The UK is ‘dangerously close to elected dictatorship’ under Boris Johnson, Ken Clarke has warned, as he labelled current Brexit talks by the government as “laughable”.
The veteran Tory politician said the prime minister is showing impatience towards “constitutional constraints” and “gets angry if the courts of parliament try to interfere”.
“As the elected prime minister, he thinks he should not be impeded in these ways. We are now getting dangerously close to the ‘elected dictatorship’ that Lord Hailsham, the former lord chancellor, warned us about half a century ago,” Lord Clarke said.
‘We need a written constitution’
He added: “We have relied for too long on a Victorian ideal of what we used to call decent chaps doing the right thing to keep our constitutional principles intact.
“We have got to the point where we need a serious written constitution. We need to restore the strengths of the Commons and the Lords by putting their powers into statutory reforms.
“We are at the absurd point where it is up to the government whether extremely contentious pieces of legislation get to be debated at all.”
In an interview with The New European, Clarke expressed dissatisfaction with Tories now being “more nationalist than at any time in my lifetime”.

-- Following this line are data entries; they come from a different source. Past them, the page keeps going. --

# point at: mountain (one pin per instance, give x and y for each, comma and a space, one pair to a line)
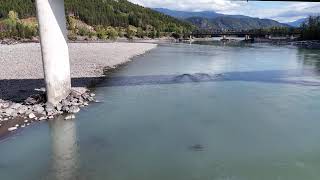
232, 23
186, 14
116, 13
297, 23
210, 20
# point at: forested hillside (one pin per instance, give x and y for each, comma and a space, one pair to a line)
209, 20
106, 13
234, 23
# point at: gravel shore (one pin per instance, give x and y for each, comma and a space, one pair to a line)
22, 97
21, 66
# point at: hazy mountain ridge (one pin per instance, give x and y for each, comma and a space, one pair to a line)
215, 21
297, 23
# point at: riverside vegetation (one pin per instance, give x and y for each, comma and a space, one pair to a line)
103, 19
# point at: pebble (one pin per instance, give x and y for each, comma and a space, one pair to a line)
42, 118
12, 129
70, 116
35, 108
31, 116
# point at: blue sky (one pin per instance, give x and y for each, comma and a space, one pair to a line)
280, 11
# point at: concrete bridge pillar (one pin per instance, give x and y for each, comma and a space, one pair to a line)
54, 48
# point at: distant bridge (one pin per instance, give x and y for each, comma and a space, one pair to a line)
236, 33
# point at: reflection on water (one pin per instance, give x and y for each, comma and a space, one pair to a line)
310, 58
186, 112
64, 149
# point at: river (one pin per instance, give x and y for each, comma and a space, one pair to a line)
202, 111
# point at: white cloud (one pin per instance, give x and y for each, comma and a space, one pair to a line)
281, 11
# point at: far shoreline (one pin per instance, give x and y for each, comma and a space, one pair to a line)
21, 74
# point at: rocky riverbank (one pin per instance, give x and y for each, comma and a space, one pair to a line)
35, 108
22, 96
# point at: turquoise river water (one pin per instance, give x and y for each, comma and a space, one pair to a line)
186, 112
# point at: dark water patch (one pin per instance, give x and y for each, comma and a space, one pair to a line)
271, 76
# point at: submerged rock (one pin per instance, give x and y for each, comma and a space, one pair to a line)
32, 116
12, 129
69, 117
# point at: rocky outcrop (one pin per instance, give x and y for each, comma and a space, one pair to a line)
35, 108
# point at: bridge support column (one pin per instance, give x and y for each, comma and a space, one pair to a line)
54, 48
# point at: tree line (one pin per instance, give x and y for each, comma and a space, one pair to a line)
104, 14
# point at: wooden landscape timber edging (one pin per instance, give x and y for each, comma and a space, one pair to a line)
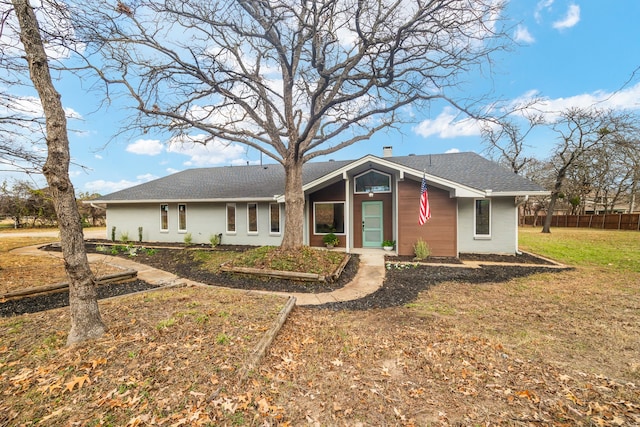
293, 275
258, 353
59, 287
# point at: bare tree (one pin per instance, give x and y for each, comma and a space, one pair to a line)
506, 140
292, 79
581, 132
86, 321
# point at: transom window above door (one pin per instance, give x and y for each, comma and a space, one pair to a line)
373, 182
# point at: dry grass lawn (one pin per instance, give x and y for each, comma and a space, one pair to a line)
549, 349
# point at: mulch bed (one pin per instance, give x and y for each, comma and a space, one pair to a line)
50, 301
401, 285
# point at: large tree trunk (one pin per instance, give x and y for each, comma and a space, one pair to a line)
86, 322
294, 204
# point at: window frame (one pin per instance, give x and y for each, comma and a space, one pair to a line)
344, 225
235, 218
164, 217
355, 182
249, 230
271, 207
476, 234
180, 217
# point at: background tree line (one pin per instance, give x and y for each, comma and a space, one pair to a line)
593, 167
27, 206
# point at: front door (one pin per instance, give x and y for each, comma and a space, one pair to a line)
372, 229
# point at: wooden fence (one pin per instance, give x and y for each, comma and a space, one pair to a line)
605, 222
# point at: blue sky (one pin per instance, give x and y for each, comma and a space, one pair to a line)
571, 53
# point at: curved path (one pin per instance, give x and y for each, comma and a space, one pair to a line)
368, 279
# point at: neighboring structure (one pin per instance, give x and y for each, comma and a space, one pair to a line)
473, 203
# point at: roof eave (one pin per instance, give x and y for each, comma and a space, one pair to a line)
518, 193
212, 200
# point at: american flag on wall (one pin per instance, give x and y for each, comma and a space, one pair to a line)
425, 209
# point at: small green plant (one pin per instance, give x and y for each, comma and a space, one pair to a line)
164, 324
222, 339
150, 251
331, 239
421, 249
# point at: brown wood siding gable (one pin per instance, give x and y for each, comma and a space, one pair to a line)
440, 232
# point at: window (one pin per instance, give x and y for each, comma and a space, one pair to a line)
373, 181
328, 217
231, 218
274, 218
182, 217
164, 217
252, 218
483, 217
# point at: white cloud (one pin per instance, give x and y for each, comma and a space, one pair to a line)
448, 125
523, 35
101, 186
213, 153
570, 20
540, 7
148, 147
625, 99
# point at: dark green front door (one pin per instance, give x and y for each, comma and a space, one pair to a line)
372, 224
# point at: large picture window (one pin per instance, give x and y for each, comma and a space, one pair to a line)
231, 218
274, 218
164, 217
328, 217
182, 217
252, 218
483, 218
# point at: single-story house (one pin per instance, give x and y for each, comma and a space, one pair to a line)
473, 201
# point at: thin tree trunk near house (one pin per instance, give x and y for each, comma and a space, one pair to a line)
86, 322
546, 228
294, 204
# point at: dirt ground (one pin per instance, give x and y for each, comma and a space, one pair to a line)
437, 345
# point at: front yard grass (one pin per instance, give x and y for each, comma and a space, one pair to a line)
547, 349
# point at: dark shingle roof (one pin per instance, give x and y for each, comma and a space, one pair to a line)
260, 182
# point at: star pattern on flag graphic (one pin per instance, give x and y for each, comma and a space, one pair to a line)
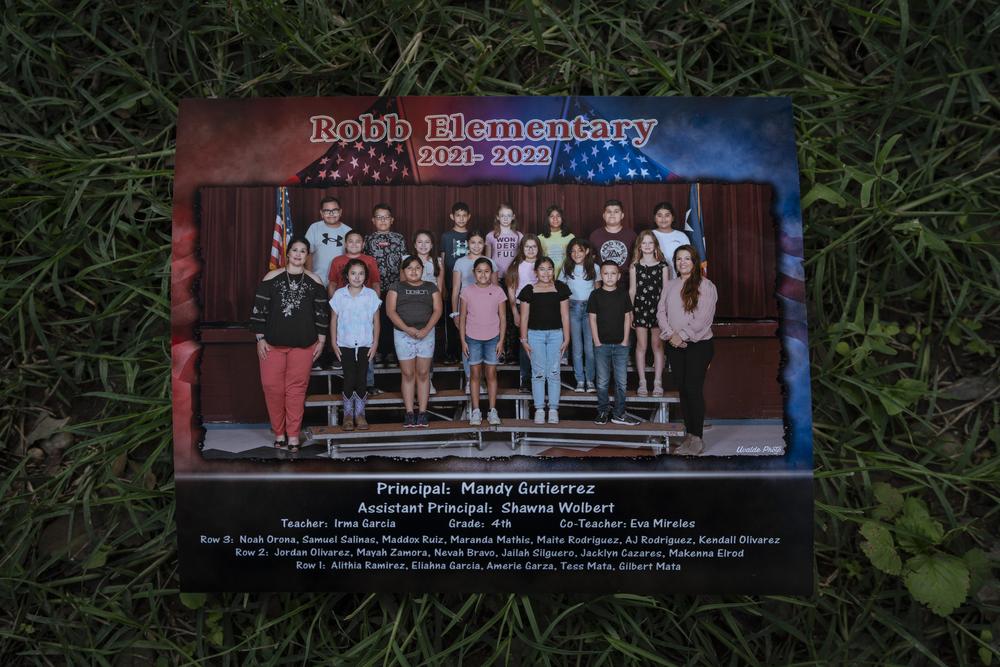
360, 162
603, 161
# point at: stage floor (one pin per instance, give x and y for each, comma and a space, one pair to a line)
722, 438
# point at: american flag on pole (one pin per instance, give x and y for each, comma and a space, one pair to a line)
694, 225
362, 163
282, 228
602, 161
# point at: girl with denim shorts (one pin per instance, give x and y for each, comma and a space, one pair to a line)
482, 323
414, 307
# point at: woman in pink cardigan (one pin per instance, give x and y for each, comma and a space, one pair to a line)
685, 314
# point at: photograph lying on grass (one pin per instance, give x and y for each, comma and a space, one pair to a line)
425, 320
488, 338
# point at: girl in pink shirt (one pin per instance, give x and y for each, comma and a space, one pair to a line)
521, 273
685, 314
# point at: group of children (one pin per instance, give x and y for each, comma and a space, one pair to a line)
510, 295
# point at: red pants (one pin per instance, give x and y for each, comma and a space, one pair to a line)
285, 376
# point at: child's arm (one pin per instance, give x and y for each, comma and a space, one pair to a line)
456, 288
564, 314
631, 282
593, 329
512, 299
333, 333
463, 313
435, 315
502, 306
523, 328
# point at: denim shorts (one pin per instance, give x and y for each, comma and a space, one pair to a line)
482, 351
408, 347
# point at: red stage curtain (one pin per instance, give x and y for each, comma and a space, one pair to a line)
237, 223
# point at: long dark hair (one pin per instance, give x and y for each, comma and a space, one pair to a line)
689, 293
588, 261
432, 255
513, 277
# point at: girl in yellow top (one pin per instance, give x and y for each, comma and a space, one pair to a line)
555, 238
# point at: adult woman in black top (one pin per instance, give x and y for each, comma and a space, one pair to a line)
545, 335
290, 317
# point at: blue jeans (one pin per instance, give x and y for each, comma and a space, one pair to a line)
609, 356
583, 342
545, 360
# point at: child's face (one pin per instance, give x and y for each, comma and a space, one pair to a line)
476, 245
613, 216
609, 276
544, 273
414, 272
647, 245
297, 254
423, 244
555, 220
382, 220
356, 276
331, 213
664, 219
683, 263
483, 274
354, 244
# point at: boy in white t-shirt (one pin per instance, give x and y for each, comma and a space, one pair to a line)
668, 237
326, 238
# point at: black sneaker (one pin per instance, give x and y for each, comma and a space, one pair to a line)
627, 420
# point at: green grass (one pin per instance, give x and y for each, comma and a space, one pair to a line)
896, 114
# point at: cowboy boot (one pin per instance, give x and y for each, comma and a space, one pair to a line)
348, 424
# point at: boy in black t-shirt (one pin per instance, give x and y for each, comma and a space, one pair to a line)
610, 323
454, 245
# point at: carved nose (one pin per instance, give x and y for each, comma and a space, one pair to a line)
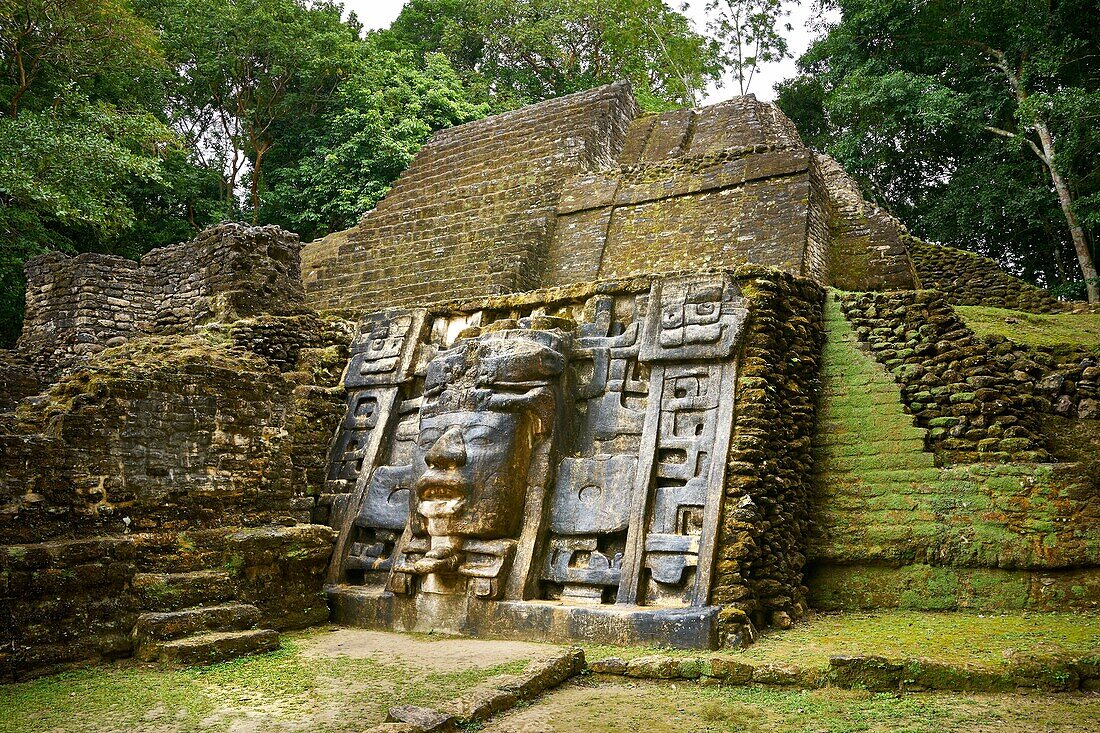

Clarke warned Johnson’s Brexit will be the cause of the biggest “long-term scarring”, citing official data showing a drop in GDP twice as bad as the pandemic impact.
‘My party has never been more right-wing and nationalist in my lifetime’
He also showed discontent about moderate Tories like him being isolated through the current party direction, saying the effect was “spectacularly” visible in the Chesham and Amersham by-election. “I considered myself to be in the mainstream of the party and am not pleased that people who think like me – internationalist, outward-looking, progressive – have been marginalised.
“The party is now more right wing and nationalist than at any time in my lifetime.”
Clarke said the “global Britain” promise by the Tories is a “slogan” and “an excuse for spending money on a royal yacht and flying the flag in odd places”. “We have to get used to our reduced role in the world,” the peer said.
And he warned the government’s handling of the Northern Ireland Protocol is posing a serious threat to both the Good Friday Agreement and security cooperation.
‘Dreadful Brexit deal’
He added: “Boris made a dreadful deal, but people voted for it because at that point they just wanted any deal.
“They weren’t prepared, for instance, for the problems in relation to the Irish border.”
Clarke also accused Boris Johnson of attempting to “tear up” his Brexit agreement and, at the same time, finding a way of doing so in a way that the government can blame it on the French.
“I only hope that they have got experts working behind the scenes on an alternative plan. A lot of what is being said at the moment is laughable,” he said.